The U.S.’s trade deficit widened 4.8 percent to a record $71.1 billion in February, the Commerce Department said Wednesday.
Economists had forecast a trade gap of $70.4 billion. The January gap was revised down from $68.2 billion to $67.8 billion.
Both imports and exports fell in the month but the pace of the decline of exports was much swifter, enlarging the deficit. Imports fell seven-tenths of a percentage point but remain near record highs. Exports fell 2.6 percent.
The trade in goods deficit rose by $2.8 billion to $88 billion. The services surplus shrank $500,000 million to $16.9 billion.
U.S. exports have been hurt by the return off lockdowns and slumping economies across the globe, particularly in Europe. American spending has been bolstered by the strength of the U.S. economy, enhanced unemployment benefits, and stimulus payments—and a large portion of that spending is leaking out to foreign producers through imports.
The record-high trade deficit means a large share of income earned by Americans is being converted to the incomes of foreigners. That reduces the incomes of U.S. households and subtracts from gross domestic product.

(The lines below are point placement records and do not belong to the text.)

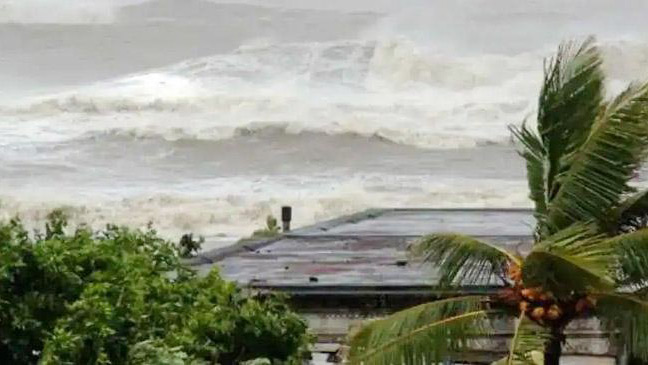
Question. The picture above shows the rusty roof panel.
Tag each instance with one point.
(367, 249)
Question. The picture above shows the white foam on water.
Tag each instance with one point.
(438, 75)
(236, 209)
(61, 11)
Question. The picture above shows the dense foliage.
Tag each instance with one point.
(590, 251)
(123, 296)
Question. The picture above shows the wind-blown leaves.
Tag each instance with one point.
(428, 333)
(631, 214)
(527, 345)
(535, 155)
(600, 169)
(632, 254)
(463, 260)
(570, 100)
(627, 315)
(574, 260)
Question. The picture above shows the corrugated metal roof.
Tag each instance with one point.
(363, 250)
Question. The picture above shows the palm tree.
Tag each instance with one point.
(590, 251)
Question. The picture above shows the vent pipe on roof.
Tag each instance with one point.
(286, 217)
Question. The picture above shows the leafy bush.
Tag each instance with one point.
(123, 296)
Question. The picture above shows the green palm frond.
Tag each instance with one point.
(600, 170)
(632, 253)
(527, 345)
(628, 315)
(570, 100)
(534, 154)
(631, 214)
(463, 260)
(575, 259)
(428, 333)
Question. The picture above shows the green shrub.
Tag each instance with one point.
(123, 296)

The record-high trade deficits are expected to continue for the near term as the U.S. economy continues to grow faster than the economies of our trading partners. Economists predict that the U.S. economy will grow by 6 percent or more this year.
Year-to-date, the goods and services deficit is up $56.5 billion, or 68.6 percent, from the same period in 2020. On a year-to-date basis, exports decreased $36.2 billion or 8.7 percent. Imports increased $20.3 billion or 4.1 percent. The comparisons to last year include the beginning of the pandemic, which weighed heavily on international trade.
Imports of motor vehicles and parts fell $3.4 billion, including a $1.8 billion decline in passenger cars. Production of autos has been hurt around the world due to a shortage of semiconductors. Exports of vehicles and parts fell by $700,000 million.
Imports of consumer goods decreased by $2.7 billion. Exports of consumer goods fell by $9oo million.
Imports of industrial supplies and materials increased by $3.5 billion. Imports of oil rose by $1 billion.
The deficit with China increased by $3.1 billion to $30.3 billion in February. Exports decreased by $4.5 billion to $10.4 billion and imports decreased by $1.5 billion to $40.6 billion.
Exports of U.S. services, which typically run in surplus and slightly offset the long-running deficit in goods, have fallen during the pandemic, in large part because of a decline in tourism. Travel services, for example, fell by $100 million in February.